Jurists’ Ties to Legal Publisher Under Scrutiny
MINNEAPOLIS — Supreme Court justices and federal judges nationwide ruled on cases involving a publishing firm that gave the jurists lavish trips and gifts, a newspaper reported Sunday.
The newspaper said the judges, who accepted luxury travel arrangements and other gifts from West Publishing Co. of Eagan, Minn., broke no laws. But, according to some ethics experts the newspaper contacted, the judges should have excused themselves.
The privately held company is a $600-million-a-year enterprise that has published the decisions of local courts and the Supreme Court since the turn of the century. Its specialty is organizing and numbering the material in such a way that lawyers and judges can easily find decisions and court opinions.
In a statement released Sunday, the company said the Minneapolis Star Tribune article “has about as much truth as the alien stories headlined in the supermarket tabloids.”
It said the “article follows the Star Tribune’s recent announcement that it will begin an on-line information service that will directly compete with West.”

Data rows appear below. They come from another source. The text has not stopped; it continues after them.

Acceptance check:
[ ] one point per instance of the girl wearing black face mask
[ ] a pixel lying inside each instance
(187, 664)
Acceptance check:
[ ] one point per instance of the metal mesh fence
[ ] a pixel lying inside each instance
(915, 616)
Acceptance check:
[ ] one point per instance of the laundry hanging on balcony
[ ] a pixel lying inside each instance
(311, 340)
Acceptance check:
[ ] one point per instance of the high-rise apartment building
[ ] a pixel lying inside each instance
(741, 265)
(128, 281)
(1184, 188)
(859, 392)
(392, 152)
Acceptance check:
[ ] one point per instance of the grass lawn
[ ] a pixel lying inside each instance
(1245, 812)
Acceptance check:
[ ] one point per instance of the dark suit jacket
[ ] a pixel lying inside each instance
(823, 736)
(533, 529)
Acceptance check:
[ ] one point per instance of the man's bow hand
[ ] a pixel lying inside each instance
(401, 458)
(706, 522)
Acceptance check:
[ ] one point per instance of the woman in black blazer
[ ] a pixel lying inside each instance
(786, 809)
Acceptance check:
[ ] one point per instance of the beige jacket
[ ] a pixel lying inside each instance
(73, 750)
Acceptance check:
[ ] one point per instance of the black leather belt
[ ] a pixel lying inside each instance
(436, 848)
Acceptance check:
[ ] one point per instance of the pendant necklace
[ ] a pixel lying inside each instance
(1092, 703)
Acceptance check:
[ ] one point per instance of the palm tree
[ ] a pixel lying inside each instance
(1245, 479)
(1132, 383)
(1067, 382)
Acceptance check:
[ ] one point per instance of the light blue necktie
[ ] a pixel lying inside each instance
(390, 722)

According to the Star Tribune, at least seven justices (Sandra Day O’Connor, John Paul Stevens, Antonin Scalia and Anthony M. Kennedy and retired Justices Lewis F. Powell Jr., Byron White and William J. Brennan Jr.) and a number of federal judges took trips at West Publishing’s expense.
The trips were part of the selection of the annual Edward J. Devitt Distinguished Service to Justice Award, a $15,000 prize established by West Publishing in 1982 to honor an outstanding federal judge.
The excursions were often to luxurious resorts and entailed little work. The members of the award selection committee often actively involved themselves in the planning of the trip, the paper said.
The trips and other gifts, such as law books and entertainment at legal conferences, were given by West Publishing during the time that the company was busy defending its business in courts all over the country, with some cases reaching the Supreme Court.
Since 1985, two individuals, the state of Texas and electronic law information provider LEXIS-NEXIS have filed suit trying to break the company’s claim of copyright. All those cases were decided in West’s favor, decisions that were upheld on appeal.
The paper reported that West Publishing strongly denied it had done anything illegal and that the firm said it had followed all rules covering contacts with public officials.